4. Consider Planting Fruit-Bearing Trees and Shrubs to Provide a Natural Source of Food
This one takes a bit more effort and dedication, but if this option is available to you, it really does make an amazing difference for wild animals. Not only does shrubbery provide homes for animals and insects all year round, but they are a valuable source of natural food, especially those that fruit in the winter such as holly, apple trees, cotoneasters, and firethorns. The beautiful blossom will cheer up your garden with a burst of color, provide energy for pollinating insects, and keep other animals well-fed and happy with their burdens of fruit.

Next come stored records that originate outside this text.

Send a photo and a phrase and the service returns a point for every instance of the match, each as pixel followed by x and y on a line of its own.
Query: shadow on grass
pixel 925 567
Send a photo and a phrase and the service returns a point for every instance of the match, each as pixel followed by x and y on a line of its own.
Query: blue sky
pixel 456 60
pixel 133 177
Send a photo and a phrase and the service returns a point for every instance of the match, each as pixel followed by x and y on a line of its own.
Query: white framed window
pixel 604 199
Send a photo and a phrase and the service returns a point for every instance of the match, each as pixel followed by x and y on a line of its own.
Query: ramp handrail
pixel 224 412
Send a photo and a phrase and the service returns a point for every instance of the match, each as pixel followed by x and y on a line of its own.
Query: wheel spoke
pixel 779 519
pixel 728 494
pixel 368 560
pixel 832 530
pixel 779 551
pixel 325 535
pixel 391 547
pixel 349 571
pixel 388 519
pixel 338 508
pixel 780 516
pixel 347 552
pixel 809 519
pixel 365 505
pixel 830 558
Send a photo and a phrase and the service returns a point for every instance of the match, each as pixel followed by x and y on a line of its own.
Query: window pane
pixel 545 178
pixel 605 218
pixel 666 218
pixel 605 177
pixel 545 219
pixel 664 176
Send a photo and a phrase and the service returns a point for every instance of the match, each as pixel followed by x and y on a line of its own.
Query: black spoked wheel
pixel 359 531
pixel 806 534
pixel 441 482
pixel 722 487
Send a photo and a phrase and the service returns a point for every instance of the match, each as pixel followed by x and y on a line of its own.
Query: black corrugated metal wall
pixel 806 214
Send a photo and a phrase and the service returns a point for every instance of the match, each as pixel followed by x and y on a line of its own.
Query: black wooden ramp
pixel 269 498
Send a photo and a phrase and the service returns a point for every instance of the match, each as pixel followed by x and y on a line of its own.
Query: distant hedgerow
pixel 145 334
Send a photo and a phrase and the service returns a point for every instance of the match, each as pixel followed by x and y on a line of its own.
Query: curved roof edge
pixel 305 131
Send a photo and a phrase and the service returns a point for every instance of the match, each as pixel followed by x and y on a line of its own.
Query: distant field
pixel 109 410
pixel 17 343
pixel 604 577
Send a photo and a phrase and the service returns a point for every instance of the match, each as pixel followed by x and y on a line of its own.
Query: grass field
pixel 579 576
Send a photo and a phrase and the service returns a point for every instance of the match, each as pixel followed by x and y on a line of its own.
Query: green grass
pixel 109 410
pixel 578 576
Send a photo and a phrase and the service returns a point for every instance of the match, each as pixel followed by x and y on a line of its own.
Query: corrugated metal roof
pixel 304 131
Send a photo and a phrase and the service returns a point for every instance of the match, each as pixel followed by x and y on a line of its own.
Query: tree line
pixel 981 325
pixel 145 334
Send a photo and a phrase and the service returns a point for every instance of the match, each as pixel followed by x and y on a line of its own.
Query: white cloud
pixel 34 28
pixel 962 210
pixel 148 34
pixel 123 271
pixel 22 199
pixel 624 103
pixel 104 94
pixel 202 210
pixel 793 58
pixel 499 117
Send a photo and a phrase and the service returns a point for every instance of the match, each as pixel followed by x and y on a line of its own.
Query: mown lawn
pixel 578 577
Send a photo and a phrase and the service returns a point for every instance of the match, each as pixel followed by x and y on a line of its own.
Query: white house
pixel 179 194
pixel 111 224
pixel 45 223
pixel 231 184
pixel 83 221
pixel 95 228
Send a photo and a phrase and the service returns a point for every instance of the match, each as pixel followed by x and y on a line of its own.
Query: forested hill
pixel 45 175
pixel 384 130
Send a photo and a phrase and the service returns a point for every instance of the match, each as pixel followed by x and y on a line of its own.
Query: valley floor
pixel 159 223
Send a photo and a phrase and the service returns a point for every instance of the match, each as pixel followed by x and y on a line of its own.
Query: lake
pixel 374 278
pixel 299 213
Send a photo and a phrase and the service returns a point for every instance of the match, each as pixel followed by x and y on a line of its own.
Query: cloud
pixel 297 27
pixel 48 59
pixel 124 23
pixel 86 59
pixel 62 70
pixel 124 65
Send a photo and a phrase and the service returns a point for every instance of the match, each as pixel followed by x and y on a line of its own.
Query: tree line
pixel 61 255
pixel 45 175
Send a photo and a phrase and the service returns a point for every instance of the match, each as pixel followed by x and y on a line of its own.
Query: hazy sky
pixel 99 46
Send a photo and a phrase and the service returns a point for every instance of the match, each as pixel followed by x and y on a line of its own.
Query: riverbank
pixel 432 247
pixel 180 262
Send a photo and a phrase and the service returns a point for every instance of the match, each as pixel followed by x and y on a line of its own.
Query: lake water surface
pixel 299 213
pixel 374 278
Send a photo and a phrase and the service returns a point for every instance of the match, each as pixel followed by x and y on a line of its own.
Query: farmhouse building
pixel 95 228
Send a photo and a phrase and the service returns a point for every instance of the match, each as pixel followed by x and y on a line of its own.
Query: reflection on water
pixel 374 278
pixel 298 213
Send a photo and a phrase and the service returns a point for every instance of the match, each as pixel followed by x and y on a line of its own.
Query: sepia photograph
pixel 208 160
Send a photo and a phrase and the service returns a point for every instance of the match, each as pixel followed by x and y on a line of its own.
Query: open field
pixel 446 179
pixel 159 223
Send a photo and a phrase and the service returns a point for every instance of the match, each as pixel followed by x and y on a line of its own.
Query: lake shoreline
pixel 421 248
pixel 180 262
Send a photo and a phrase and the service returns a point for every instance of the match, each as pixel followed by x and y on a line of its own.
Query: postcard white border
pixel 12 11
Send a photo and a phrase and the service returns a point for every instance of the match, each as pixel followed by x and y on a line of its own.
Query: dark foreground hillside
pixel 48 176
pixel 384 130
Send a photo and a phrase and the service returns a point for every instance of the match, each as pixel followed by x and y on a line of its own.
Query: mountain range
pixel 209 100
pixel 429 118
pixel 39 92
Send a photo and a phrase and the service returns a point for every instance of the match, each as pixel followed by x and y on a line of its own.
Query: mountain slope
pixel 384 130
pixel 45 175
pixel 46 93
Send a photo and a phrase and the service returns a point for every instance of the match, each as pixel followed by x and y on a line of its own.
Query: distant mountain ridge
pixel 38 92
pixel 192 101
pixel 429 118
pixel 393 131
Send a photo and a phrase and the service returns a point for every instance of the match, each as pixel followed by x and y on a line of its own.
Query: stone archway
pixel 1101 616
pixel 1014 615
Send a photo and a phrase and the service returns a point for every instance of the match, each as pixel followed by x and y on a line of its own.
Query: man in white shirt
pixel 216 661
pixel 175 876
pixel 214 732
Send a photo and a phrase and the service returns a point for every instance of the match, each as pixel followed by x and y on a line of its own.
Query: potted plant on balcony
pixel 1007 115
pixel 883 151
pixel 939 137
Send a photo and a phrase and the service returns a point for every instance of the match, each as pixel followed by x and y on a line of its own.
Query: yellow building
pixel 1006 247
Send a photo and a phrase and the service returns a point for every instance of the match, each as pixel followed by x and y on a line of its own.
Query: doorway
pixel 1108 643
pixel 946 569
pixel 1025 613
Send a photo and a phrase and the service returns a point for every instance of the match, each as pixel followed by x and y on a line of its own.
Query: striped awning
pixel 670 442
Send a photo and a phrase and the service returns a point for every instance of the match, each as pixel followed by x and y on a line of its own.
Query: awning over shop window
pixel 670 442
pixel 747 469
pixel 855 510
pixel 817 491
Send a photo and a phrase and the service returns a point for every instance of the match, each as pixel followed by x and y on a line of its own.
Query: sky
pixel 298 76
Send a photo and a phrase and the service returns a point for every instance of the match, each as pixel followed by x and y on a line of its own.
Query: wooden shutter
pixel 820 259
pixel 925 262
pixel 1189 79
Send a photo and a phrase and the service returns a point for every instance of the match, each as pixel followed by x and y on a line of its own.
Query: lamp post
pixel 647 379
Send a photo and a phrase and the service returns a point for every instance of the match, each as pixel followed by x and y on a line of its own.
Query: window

5. Donate Food and Supplies to Your Local Wildlife Refuge
Winter is such a busy time of year for wildlife rehabilitators, who often are swamped with hundreds of hedgehogs and other small animals who are too lightweight to be released in the cold weather. Typically, these animals have either struggled to eat enough to safely hibernate in the previous season, or were woken up mid-hibernation and put into danger due to the sudden demands their body and the elements places on them. You can help ease the stress of dedicated carers by volunteering to help care, feed and weigh all of the animals, or by donating canned food, and other delicious tidbits that will help underweight animals fatten up nicely. Heat pads are also needed this time of year to keep animals snug, and blankets, towels, newspapers and pillowcases are also highly sought after.